Aristotele non era cristiano, ma era universalmente considerato il maestro delle cose del mondo anche dai cristiani. Succede lo stesso per noi oggi: non ci interessa che il nostro medico sia cristiano, ma che conosca la sua scienza. Accettare che l’ambito extra-cristiano possa insegnare qualcosa anche a noi cristiani è un principio di laicità che purtroppo molte chiese hanno perso. Se nel 1215 la chiesa cattolica spiega l’Eucaristia con Aristotele, non si capisce perché oggi non sfrutti le conoscenze odierne, invece di restare su un enunciato che può essere solo imposto per dogma.

La seconda considerazione riguarda invece cosa mi piace della celebrazione cattolica del Corpus Domini e che mi piacerebbe ispirasse anche le chiese protestanti. In questa liturgia è previsto che l’ostensorio contenente l’ostia consacrata, ben visibile, esca dalla chiesa e vada in processione per la parrocchia o la diocesi. Il senso era che i fedeli dovevano sapere che Cristo stesso viene a trovarli, almeno una volta all’anno, nei luoghi della loro vita quotidiana. Immaginiamo il borgo medievale con le botteghe: per un giorno non sei tu che devi andare a trovare Cristo in chiesa, ma è Lui che ti viene a trovare.
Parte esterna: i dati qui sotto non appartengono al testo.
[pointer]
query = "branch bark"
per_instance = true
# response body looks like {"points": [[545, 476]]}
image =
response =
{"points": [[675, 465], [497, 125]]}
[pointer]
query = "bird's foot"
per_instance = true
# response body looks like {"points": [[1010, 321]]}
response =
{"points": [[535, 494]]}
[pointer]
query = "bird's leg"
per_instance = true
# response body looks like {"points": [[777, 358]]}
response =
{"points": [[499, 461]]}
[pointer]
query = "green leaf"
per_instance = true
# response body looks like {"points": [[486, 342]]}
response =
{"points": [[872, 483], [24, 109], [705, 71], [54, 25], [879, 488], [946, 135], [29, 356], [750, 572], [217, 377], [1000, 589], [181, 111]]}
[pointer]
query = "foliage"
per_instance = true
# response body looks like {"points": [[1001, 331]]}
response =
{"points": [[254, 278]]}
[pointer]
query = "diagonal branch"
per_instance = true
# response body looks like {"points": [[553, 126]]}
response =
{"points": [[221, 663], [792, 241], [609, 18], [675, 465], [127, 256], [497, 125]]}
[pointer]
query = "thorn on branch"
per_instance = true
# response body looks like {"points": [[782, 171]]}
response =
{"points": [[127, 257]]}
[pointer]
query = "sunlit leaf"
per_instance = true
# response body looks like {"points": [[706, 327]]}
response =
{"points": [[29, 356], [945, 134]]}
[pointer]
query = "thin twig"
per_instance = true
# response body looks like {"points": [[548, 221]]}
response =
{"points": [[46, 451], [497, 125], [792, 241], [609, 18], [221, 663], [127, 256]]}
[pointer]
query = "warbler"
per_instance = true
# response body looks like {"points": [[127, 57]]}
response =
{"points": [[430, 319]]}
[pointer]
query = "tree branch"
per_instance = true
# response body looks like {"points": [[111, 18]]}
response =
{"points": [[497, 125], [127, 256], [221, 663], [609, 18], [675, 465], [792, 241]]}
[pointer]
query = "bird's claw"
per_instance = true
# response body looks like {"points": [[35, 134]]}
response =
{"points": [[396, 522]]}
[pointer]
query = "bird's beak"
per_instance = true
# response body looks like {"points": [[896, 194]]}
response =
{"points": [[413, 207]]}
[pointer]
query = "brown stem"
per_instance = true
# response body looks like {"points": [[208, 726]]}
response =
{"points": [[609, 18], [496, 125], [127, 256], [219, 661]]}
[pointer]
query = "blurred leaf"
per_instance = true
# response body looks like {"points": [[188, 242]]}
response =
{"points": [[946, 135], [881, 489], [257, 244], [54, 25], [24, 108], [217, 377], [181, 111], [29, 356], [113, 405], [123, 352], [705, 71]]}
È un’immagine molto suggestiva e il successo dell’invenzione dell’arcidiacono di Liegi deve molto all’emozione che è riuscita a creare più che al ragionamento teologico ad esso collegato. Oggi diremmo che si è trattato di un colpo mediatico. Ferma restando la dottrina protestante sul corpo di Cristo — che siede accanto al Padre —, a me piacerebbe che le chiese imparassero ad andare nei luoghi della vita quotidiana, in un pellegrinaggio laico che andasse a trovare gli uomini e le donne laddove soffrono e gioiscono, laddove lavorano e discutono. D’altra parte, l’apostolo Paolo dice alla chiesa di Corinto: «Voi siete il corpo di Cristo e membra di esso, ciascuno per parte sua» (I Corinzi 12,27). E se siamo il corpo di Cristo, non possiamo pretendere di aspettare che gli altri vengano a noi, ma dobbiamo essere noi a donarci al prossimo. Così come fece Gesù.